Como Alberto Chimal, el autor de sus vorágines, está vivo y bien vivo, ahora me toca sentarme en el sillón más incómodo, que es decirle al autor si me ha gustado su libro. Y diré esto: veo varios libros en La torre y el jardín que preferiría leer por separado; uno es una La torre y el jardín en la que se hablara exclusivamente de la torre, sin edificios extraños más grandes por dentro que por fuera, con su dueño y su administrador y los hijos de ambos y el doctor enfangado en el vicio ajeno que no soporta la inmoralidad y sus cuartos temáticos con nombres de versos (uno de Marina Tsvatáieva para el estanque de los patos, uno de Nicolás Guillén para el cuarto de las cucarachas); otro, las aventuras de Horacio Kustos, que salta de Panamá a Bielorrusia y nunca está mucho tiempo en el mismo sitio, para que todos lo olviden y pueda volver, mucho después, como desconocido o como si fueran descendiente remoto de sí mismo y que ya se ha andado escribiendo; otro, con sólo el arquitecto y ese joven carnicero asaeteador de ratas que se transforma en su ayudante y termina siendo el albacea de su obra; otro, una La torre y el jardín sí de género fantástico sobre ese jardín mágico y primordial que crece a la sombra de un edificio misterioso con voz frente al jardín pervertido y artificial creado por mano de los hombres en otra planta del mismo edificio, el enfrentamiento de sus seres, etcétera.

Por fuera del libro:

La torre y el jardín es la segunda novela de Alberto Chimal, que además de prolífico autor de cuentos es uno de esos aguerridos que hacen experimentos literarios en Internet con gran arrastre de público. A mí me gustan sus tuits del Viajero del Tiempo.

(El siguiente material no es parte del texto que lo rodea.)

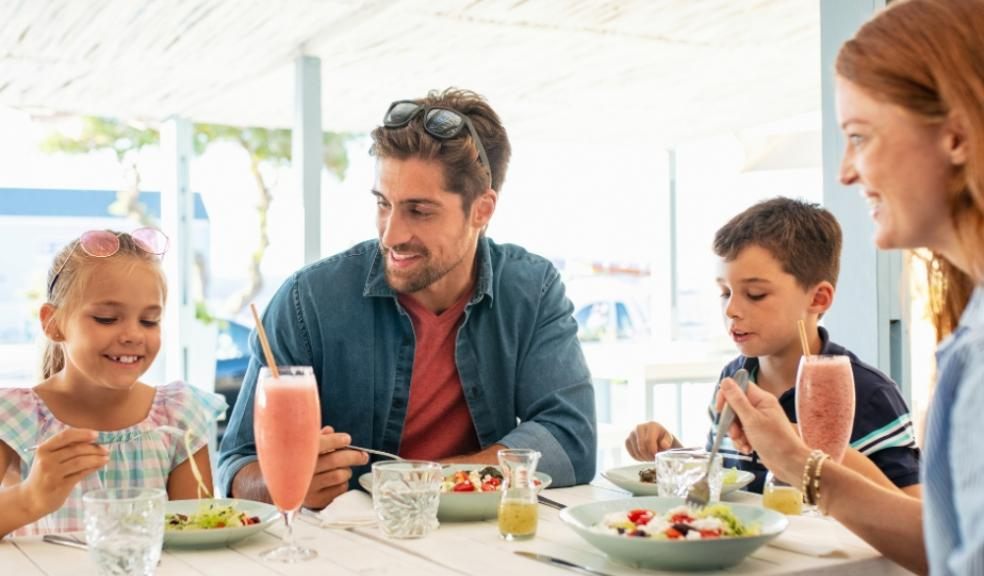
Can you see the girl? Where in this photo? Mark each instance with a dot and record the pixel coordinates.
(910, 88)
(90, 423)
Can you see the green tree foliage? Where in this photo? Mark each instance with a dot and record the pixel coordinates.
(264, 146)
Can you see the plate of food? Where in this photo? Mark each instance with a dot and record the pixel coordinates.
(666, 534)
(469, 491)
(640, 479)
(213, 522)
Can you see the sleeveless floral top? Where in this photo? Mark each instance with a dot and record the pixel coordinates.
(140, 455)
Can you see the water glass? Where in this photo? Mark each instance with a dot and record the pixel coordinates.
(125, 529)
(405, 496)
(677, 470)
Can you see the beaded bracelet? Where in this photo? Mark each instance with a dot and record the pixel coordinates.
(816, 481)
(806, 481)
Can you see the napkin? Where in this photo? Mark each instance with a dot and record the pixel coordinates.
(810, 536)
(350, 510)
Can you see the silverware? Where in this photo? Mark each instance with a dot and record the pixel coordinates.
(376, 452)
(550, 503)
(164, 429)
(70, 541)
(560, 562)
(700, 492)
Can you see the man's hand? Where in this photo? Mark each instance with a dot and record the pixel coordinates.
(334, 468)
(647, 439)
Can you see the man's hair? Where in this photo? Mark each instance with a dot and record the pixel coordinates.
(463, 171)
(805, 238)
(927, 56)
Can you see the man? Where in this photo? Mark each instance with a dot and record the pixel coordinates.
(433, 342)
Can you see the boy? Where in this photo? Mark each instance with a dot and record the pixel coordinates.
(779, 264)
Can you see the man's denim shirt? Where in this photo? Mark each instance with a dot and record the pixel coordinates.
(522, 371)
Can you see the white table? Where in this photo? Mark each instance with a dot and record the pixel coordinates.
(455, 550)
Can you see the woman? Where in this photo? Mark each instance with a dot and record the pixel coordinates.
(910, 88)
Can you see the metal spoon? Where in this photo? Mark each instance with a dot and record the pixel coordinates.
(700, 492)
(70, 541)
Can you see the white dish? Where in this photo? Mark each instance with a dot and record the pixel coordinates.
(215, 537)
(709, 554)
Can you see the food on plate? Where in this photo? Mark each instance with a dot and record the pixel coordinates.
(649, 475)
(209, 516)
(488, 479)
(679, 523)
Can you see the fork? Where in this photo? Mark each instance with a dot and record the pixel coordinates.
(699, 492)
(173, 430)
(376, 452)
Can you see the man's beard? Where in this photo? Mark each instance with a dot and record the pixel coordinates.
(417, 280)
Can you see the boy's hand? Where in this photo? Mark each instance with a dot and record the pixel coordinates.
(647, 439)
(761, 425)
(59, 464)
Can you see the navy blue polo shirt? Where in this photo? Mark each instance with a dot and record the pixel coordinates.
(882, 426)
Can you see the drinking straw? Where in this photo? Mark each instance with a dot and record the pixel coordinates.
(803, 340)
(271, 362)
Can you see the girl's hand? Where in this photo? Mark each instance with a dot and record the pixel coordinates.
(648, 439)
(59, 464)
(761, 425)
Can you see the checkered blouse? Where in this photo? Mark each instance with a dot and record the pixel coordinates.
(139, 455)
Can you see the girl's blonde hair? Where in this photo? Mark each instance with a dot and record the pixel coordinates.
(68, 277)
(927, 56)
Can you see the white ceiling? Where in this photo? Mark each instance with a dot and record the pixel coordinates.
(666, 70)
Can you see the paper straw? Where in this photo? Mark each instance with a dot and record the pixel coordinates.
(803, 339)
(271, 362)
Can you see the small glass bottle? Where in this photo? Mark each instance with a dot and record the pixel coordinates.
(781, 497)
(518, 513)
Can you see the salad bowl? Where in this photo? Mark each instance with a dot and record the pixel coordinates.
(210, 521)
(664, 554)
(463, 506)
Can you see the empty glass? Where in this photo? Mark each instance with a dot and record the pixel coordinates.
(125, 529)
(405, 496)
(678, 469)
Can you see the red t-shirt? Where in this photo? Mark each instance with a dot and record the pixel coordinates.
(438, 423)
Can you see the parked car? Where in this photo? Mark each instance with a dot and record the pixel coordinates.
(610, 320)
(232, 358)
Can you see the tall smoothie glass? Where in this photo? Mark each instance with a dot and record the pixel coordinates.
(286, 424)
(825, 403)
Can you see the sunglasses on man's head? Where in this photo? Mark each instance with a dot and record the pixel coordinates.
(441, 123)
(103, 244)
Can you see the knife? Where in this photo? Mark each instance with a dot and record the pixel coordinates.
(560, 562)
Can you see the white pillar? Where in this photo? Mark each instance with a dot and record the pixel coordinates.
(306, 149)
(177, 215)
(868, 316)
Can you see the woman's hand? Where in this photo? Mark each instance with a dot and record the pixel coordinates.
(60, 463)
(761, 425)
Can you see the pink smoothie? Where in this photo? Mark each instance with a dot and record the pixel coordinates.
(825, 403)
(286, 423)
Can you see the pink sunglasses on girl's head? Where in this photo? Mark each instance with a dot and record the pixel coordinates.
(103, 244)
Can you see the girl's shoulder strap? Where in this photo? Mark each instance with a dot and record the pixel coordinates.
(23, 415)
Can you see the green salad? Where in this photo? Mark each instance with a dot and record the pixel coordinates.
(209, 516)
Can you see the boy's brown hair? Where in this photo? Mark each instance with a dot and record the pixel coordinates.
(804, 237)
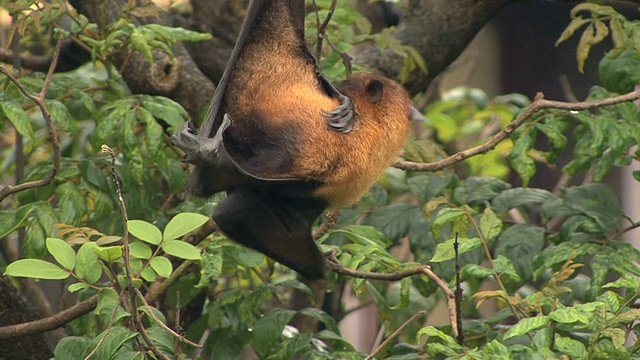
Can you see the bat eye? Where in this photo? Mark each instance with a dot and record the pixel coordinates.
(374, 90)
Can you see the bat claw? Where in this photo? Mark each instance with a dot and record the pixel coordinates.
(341, 118)
(188, 141)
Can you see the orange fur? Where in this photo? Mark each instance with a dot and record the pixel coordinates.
(273, 80)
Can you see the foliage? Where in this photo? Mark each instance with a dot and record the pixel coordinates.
(550, 265)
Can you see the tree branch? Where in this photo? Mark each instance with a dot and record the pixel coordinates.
(335, 265)
(539, 103)
(40, 100)
(49, 323)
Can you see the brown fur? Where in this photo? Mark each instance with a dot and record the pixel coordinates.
(275, 64)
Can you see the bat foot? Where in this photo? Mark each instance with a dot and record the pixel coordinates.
(189, 142)
(342, 117)
(197, 150)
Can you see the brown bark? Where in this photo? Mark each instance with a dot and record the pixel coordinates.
(439, 30)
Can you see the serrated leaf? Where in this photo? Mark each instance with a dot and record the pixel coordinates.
(61, 116)
(513, 198)
(109, 254)
(268, 330)
(181, 250)
(574, 25)
(148, 274)
(568, 316)
(139, 250)
(525, 325)
(87, 264)
(35, 269)
(77, 287)
(18, 117)
(182, 224)
(573, 348)
(145, 231)
(62, 252)
(162, 266)
(431, 331)
(490, 224)
(446, 251)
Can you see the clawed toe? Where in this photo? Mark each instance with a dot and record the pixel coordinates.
(340, 118)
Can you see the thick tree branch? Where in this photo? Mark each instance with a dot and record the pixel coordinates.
(40, 100)
(439, 30)
(180, 79)
(51, 322)
(539, 103)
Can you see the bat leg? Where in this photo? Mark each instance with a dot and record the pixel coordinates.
(274, 225)
(340, 118)
(200, 150)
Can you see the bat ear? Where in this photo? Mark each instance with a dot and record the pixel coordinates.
(374, 90)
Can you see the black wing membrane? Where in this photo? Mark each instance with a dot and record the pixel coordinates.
(275, 225)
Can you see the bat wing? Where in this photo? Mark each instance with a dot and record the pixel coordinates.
(275, 225)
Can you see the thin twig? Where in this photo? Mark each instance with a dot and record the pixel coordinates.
(40, 100)
(458, 294)
(108, 330)
(334, 264)
(139, 326)
(395, 333)
(451, 298)
(163, 325)
(156, 290)
(331, 218)
(539, 103)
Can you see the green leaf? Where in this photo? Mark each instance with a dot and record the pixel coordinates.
(328, 321)
(619, 74)
(35, 269)
(597, 201)
(140, 250)
(71, 347)
(148, 274)
(446, 251)
(496, 351)
(513, 198)
(145, 231)
(268, 330)
(528, 324)
(521, 243)
(365, 236)
(163, 340)
(87, 264)
(182, 224)
(519, 158)
(109, 254)
(114, 338)
(10, 221)
(108, 300)
(61, 116)
(141, 43)
(210, 269)
(18, 117)
(77, 287)
(181, 250)
(568, 316)
(490, 225)
(574, 25)
(72, 205)
(447, 340)
(62, 252)
(162, 266)
(573, 348)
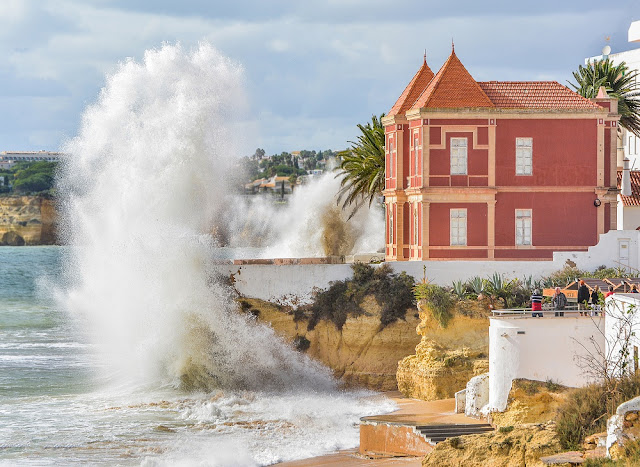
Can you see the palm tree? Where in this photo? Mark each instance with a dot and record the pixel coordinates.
(362, 166)
(619, 82)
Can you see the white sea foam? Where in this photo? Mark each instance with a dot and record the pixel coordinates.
(141, 187)
(311, 224)
(141, 182)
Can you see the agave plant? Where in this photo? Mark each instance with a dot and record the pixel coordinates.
(478, 285)
(459, 289)
(495, 283)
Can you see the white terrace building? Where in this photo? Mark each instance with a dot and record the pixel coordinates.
(9, 158)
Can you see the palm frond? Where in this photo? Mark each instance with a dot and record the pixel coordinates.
(619, 82)
(362, 167)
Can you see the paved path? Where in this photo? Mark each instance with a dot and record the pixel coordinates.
(410, 410)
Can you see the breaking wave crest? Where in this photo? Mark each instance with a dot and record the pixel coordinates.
(140, 187)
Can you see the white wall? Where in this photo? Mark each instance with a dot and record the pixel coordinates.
(545, 349)
(630, 218)
(294, 283)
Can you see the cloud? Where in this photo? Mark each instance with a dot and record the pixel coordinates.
(313, 69)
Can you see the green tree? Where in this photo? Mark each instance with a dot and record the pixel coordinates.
(619, 83)
(362, 166)
(35, 177)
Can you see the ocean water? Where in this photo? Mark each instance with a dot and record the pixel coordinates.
(57, 406)
(124, 347)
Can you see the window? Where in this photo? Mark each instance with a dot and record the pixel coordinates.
(415, 224)
(458, 156)
(458, 229)
(416, 142)
(391, 223)
(523, 226)
(524, 156)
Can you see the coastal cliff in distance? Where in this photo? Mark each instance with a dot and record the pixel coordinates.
(27, 220)
(363, 353)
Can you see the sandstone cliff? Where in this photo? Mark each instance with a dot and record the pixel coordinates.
(27, 220)
(362, 353)
(445, 359)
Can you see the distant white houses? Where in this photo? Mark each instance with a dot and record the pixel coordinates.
(9, 158)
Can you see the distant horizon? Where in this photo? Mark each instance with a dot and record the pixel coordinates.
(312, 71)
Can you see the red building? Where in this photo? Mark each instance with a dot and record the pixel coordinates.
(498, 169)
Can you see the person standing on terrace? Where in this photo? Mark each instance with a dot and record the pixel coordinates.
(536, 304)
(610, 292)
(583, 296)
(559, 301)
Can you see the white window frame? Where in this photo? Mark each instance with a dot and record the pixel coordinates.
(524, 156)
(416, 224)
(391, 224)
(524, 227)
(458, 156)
(416, 143)
(458, 227)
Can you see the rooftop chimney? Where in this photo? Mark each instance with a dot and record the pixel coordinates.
(626, 179)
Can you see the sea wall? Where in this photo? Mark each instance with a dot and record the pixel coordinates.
(27, 220)
(293, 281)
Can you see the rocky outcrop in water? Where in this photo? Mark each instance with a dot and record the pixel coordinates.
(362, 353)
(27, 220)
(445, 359)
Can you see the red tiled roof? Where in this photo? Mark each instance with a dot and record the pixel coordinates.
(413, 90)
(535, 95)
(634, 199)
(453, 87)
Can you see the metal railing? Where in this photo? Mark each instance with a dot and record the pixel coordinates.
(547, 312)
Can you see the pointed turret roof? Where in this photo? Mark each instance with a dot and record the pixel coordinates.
(453, 87)
(413, 90)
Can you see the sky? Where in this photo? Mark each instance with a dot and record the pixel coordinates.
(313, 69)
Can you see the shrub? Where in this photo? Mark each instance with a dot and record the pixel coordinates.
(587, 409)
(437, 300)
(393, 292)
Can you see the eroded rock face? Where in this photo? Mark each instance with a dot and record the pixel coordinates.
(515, 446)
(363, 353)
(27, 220)
(445, 359)
(530, 402)
(624, 426)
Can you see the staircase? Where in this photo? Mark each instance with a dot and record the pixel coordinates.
(437, 433)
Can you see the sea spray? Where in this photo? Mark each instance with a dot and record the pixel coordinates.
(140, 186)
(310, 224)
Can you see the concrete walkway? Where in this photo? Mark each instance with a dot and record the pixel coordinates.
(410, 411)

Cachitos de La torre y el jardín:

Las gallinas son como madres forzadas a la indignidad y la desdicha: al menos, así las juzgan los clientes, que gustan imaginarlas confiadas, pacientes, empeñosas en su infame labor. “Cuando las dejan solas”, dice Manuel, un empleado de limpieza, “se quedan soñando. Yo así siento que se quedan. Cuando las dejan solas y ya no les duele tanto, ¿sí?, yo siento que sueñan con sus hijos. Yo las veo contentas y digo pues sí, han de sentir que los han salvado, ¿sí?, o sea, de tener que pasar por la humillación, porque yo siempre les digo así, yo les digo siempre: Juanita, Genoveva, Sinforosa, todas tienen nombre, aquella es Espirulina, pero les digo: piensa que haces esto por tus hijos.”

 

Grimaldi, además de revisar la descarga de las jaulas y atender los negocios e intercambios más rutinarios, escucha los reportes de sobornos, fronteras traspasadas por la parte más agreste, de vez en cuando balazos disparados al aire o hasta al pecho de un entrometido, ataques veloces, fieros, a un valle o una bahía o una montaña, por encima de cercas y vigilantes de los que se debe huir a toda velocidad, entre gritos, con las presas anestesiadas pero quién sabe si no con una sobredosis, o una herida infligida durante la captura.
Entonces Grimaldi recuerda sus propias excursiones e incursiones, sus propias escapatorias y sus propias trampas, y se repantiga en su sillón de cuero y pide que lo dejen a solas, que no lo molesten. El último de sus ayudantes cierra la puerta al salir.